The state was unprepared
Then, during the months of September and October 1977, the Federal Republic indeed stood at the abyss. The state was unprepared for such a general attack of the kind executed by the RAF with its perfidious strategy of murders and hostage-takings. The sympathy that the RAF could at least initially rely on among members of the left-wing intelligentsia and even among broad sections of left-liberal voters resulted in a thoroughly defensive stance on the part of state and politics. The potent accusation of fascism always threatened all measures the politicians wished to take.
The seeds had been planted long before
All this culminated in the German Autumn, as it soon become known. However, autumn 1977 did not arise as swiftly as the events that characterised it. The first shoots appeared long before in the student protests of the late 1960s, in the demonstrations against the Vietnam War and above all in the rejection of the notorious emergency laws of May 1968 that a large section of the public regarded as the return to an authoritarian, if not even worse, state.
In other words, the ground on which the paranoia about a police state could flourish had already been prepared. Certainly, previously sympathetic intellectuals also turned away from the RAF and their propagandists after the first acts of terror. However, the avalanche had already been set in motion. By its nature, violence tends to escalate. The events of autumn 1977 forced an unprecedented confrontation.

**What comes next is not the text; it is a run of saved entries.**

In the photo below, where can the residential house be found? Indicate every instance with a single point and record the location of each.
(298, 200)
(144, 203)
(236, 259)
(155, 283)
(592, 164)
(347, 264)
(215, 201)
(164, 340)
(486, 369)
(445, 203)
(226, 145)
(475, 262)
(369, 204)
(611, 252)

Helmut Schmidt’s Federal Government, including all the political forces of the Bundestag, accepted and overcame it, admittedly after the successful liberation of the hijacked airliner on 18 October in faraway Mogadishu. Subsequently people were prepared to judge leniently the de facto emergency situation that a “crisis committee” not envisaged under the constitution governed for one-and-a-half months.
Democracy grew as a result
Something else was decisive here: the fact that the society of the Federal Republic did not at all, not in the slightest, allow itself to be radicalised or swept into making ill-considered responses. “Bonn is not Weimar” was a dictum of the early Federal Republic, and here it became an empirical reality. The RAF and their kindred spirits mistakenly believed that, in keeping with Mao’s saying, they could “move amongst the people as a fish swims in the sea”. The opposite was the case. These criminals – however political they may have presented themselves – received no support. The society of post-war Germany proved stable. The democracy of the Federal Republic, then less than 30 years old and sheltered within the Western alliance, passed its most difficult test. It grew as a result.
Author Bernhard Schulz works as editor of the culture section of Tagesspiegel, Berlin.